Tuesday, August 23, 2022

A Minority Report on “Minority Report”

There was a time when I thought the hallmark of Steven Spielberg’s films was their simplicity: straight-ahead stories told with visual flair. Remember Jaws: huge fish suddenly bursting out of the ocean. Or E.T. a boy on a bike, soaring aloft with an extraterrestrial on his handlebars. It’s akin to the lesson I learned from my own mentor, Roger Corman: the poster is the movie. Those Spielberg masterworks were made more than 40 years ago, and Spielberg has long since learned to exploit other aspects of his talent. I deeply admire the panache of the Indiana Jones films, the historical profundity of Schindler’s List (1993), the whimsy of Catch Me If You Can (2002), and the moral complexity of Bridge of Spies (2015). Spielberg’s sensitive 2021 retooling of West Side Story worked far better than I expected. 

 Yet Spielberg’s approach to science fiction is perhaps too visually and thematically cluttered to impress me. I do remember liking 2001’s A.I. Artificial Intelligence, because its central focus on a robotic boy who yearns to be human has emotional resonance. Minority Report, a 2002 film based loosely on a story by Philip K. Dick, explores a futuristic society caught up in another conundrum: how to stop crimes before they happen. An elaborate experimental system, called Precrime, halts murderers in their tracks by seeking out and arresting those who are about to kill a fellow human being. Spielberg creates a big visual splash when a team of commandos, led by stalwart Tom Cruise, rappel onto the scene of a domestic quarrel and arrest a man who may (or may not) have been just about to pull the trigger. 

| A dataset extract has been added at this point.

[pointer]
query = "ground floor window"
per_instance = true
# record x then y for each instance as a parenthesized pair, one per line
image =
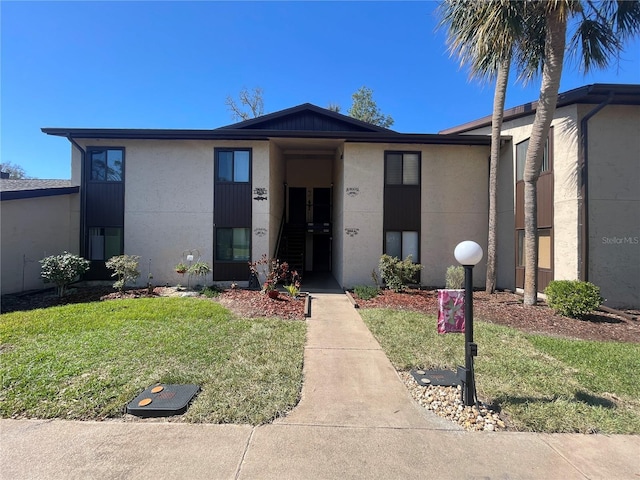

 But philosophical issues of intent aside, Minority Report goes a bit crazy with its production design. As in the previous Dick story that became the futuristic screen classic, Blade Runner, prophetic visuals are all-important here. Such witty touches as cereal boxes that talk to consumers and video-wall ads that address prospective customers by name are amusing enough, showing us a future world, in which consumerism reigns supreme. More importantly, Spielberg obsesses on the architectural look of the mid-21st century. He starts us off slowly by setting his first scene in a classic Washington DC townhouse, full of bookcases and plush furniture. But then we’re whisked into the headquarters of Precrime, in which everything is sleek and high-tech and gadget-driven. Pretty soon good-guy Cruise (who of course is nursing a family sorrow) is suspected of being one of those about-to-kill baddies, which sets the stage for a lengthy, exhausting chase through the streets of a DC that’s now fully space-age. Action fans (and of course Tom Cruise enthusiasts) doubtless love this section, but it hasn’t much of anything to do with the serious intellectual questions with which Minority Report theoretically wants to wrestle.

 Then there’s the source of the information about those soon-to-happen crimes. For all their gadgets, the scientists and tech guys in this film are not dealing with anything so sophisticated as probability tables. Instead, it turns out that the source of their information about future crimes comes from three very bizarre, very water-logged humans, the Precogs, who are submerged in a secret wading pool. Like the seers of old, they know what’s about to happen. Really?  Kinda like the weird sisters in Macbeth? Yup, and all this has something to do with the red ping-pong ball that slides down a chute and announces to the Precrime staff that a murder is about to occur.

 Gadgetry—thy name is Spielberg? Please, Steve, stick to good stories peopled by real characters.